From Bannertown, the boxes will be driven to Winston-Salem before heading to Charlotte, the regions processing center. From there, the boxes will go to children around the world who are in need. Each box is earmarked for either a boy or a girl in one of three age groups ranging from 2 to 14 years of age.
Boxes can contain anything that will fit, from small toys and games to hygiene items like toothpaste and toothbrushes to clothing items like socks or hats. Some families even choose to include a note to the child telling a little about themselves. In some cases, a child may even write back to the family whose box they received.
Sometimes, maybe out of all the boxes, one child will write us a letter back thanking us for the presents, said Sarah Simpson of Bannertown Baptist Church.
Ronnie Simpson remembered getting a letter this past summer that was written in a foreign language. He took it around the community, trying to figure out what it said. Finally, he found someone who could translate it and learned that it was a letter from a child in Ukraine, thanking him for the presents.
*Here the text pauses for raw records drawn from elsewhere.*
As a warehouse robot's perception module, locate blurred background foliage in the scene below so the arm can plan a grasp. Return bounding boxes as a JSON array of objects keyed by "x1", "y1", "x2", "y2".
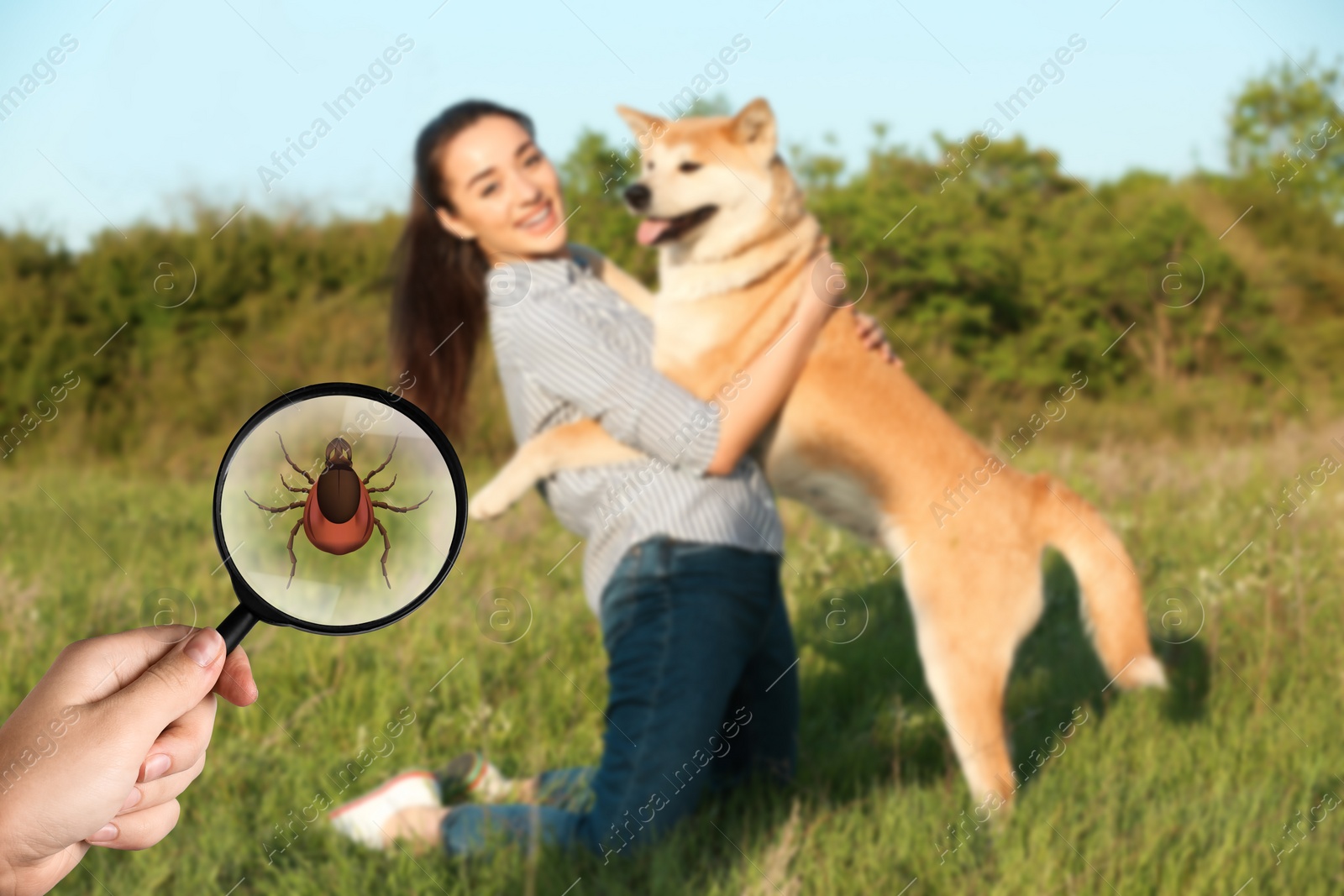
[{"x1": 0, "y1": 62, "x2": 1344, "y2": 475}]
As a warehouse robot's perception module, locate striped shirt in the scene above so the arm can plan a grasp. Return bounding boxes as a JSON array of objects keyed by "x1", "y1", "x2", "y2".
[{"x1": 486, "y1": 252, "x2": 784, "y2": 614}]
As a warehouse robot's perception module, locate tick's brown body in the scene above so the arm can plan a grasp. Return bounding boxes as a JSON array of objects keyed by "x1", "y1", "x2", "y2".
[{"x1": 244, "y1": 432, "x2": 434, "y2": 589}]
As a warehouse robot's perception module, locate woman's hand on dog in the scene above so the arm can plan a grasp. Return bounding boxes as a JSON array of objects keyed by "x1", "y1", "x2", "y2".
[{"x1": 853, "y1": 312, "x2": 906, "y2": 367}]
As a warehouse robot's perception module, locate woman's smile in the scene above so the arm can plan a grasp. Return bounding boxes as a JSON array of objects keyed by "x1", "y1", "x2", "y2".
[{"x1": 513, "y1": 199, "x2": 555, "y2": 235}]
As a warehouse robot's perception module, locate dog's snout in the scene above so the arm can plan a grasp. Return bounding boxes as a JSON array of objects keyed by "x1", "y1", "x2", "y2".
[{"x1": 625, "y1": 184, "x2": 654, "y2": 211}]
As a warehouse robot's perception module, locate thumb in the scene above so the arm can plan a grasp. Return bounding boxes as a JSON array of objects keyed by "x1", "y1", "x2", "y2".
[{"x1": 108, "y1": 629, "x2": 224, "y2": 736}]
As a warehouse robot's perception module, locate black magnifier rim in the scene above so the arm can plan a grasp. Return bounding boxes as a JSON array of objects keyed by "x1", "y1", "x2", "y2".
[{"x1": 213, "y1": 383, "x2": 466, "y2": 636}]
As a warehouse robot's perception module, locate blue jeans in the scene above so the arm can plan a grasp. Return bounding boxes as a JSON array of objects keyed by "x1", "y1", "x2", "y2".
[{"x1": 442, "y1": 536, "x2": 798, "y2": 861}]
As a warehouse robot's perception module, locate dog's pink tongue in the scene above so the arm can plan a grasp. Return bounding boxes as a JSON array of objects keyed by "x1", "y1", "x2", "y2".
[{"x1": 634, "y1": 217, "x2": 672, "y2": 246}]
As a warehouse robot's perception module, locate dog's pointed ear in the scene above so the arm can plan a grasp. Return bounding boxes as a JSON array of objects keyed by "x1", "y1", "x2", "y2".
[
  {"x1": 616, "y1": 106, "x2": 668, "y2": 146},
  {"x1": 728, "y1": 97, "x2": 775, "y2": 160}
]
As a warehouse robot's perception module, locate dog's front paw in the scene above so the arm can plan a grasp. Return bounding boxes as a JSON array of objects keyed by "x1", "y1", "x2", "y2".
[{"x1": 466, "y1": 477, "x2": 515, "y2": 520}]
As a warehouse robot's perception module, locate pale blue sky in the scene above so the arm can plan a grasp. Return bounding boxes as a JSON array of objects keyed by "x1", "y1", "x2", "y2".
[{"x1": 0, "y1": 0, "x2": 1344, "y2": 247}]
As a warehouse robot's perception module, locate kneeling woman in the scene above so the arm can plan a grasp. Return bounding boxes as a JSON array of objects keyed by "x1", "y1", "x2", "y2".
[{"x1": 332, "y1": 102, "x2": 885, "y2": 858}]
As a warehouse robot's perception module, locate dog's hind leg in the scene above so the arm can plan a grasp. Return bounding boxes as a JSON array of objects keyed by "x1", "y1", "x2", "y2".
[{"x1": 906, "y1": 561, "x2": 1042, "y2": 809}]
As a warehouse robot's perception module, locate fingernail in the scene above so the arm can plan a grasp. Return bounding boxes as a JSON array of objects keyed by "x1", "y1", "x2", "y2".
[
  {"x1": 181, "y1": 629, "x2": 224, "y2": 666},
  {"x1": 89, "y1": 820, "x2": 121, "y2": 844},
  {"x1": 141, "y1": 752, "x2": 172, "y2": 782}
]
This year, Surry County will send 2,755 boxes around the world. Fancy Gap Baptist Church prepared 250 boxes and Bannertown Baptist Church prepared 200. Last year, more than 8.2 million boxes were sent out. However, even those who brought only a few boxes will make an impact. For those participating, the reward is knowing that they have helped make Christmas a little brighter for children.
If our kids could realize that some kids get nothing when they get so much, said Sarah of the impact of the program. We got interested in a small way at first. Then we started going to Charlotte and we wanted to get involved in a big way. I think it makes us closer when we work together as a church.
The program also offers people a chance to spread their beliefs to the children who receive the boxes. Many of the churches put information in the boxes about God and Jesus. The program offers follow-up lessons to the children who are interested in learning more about Christianity.
A lot of these kids get saved with these boxes, said Sarah. Theyre getting something special in the gifts, but theyre also getting the gift of Jesus Christ.
Bannertown Baptist plans to take a group of volunteers to the processing center in Charlotte in December to help with all of the packages that are coming in and making sure they get sent out on time.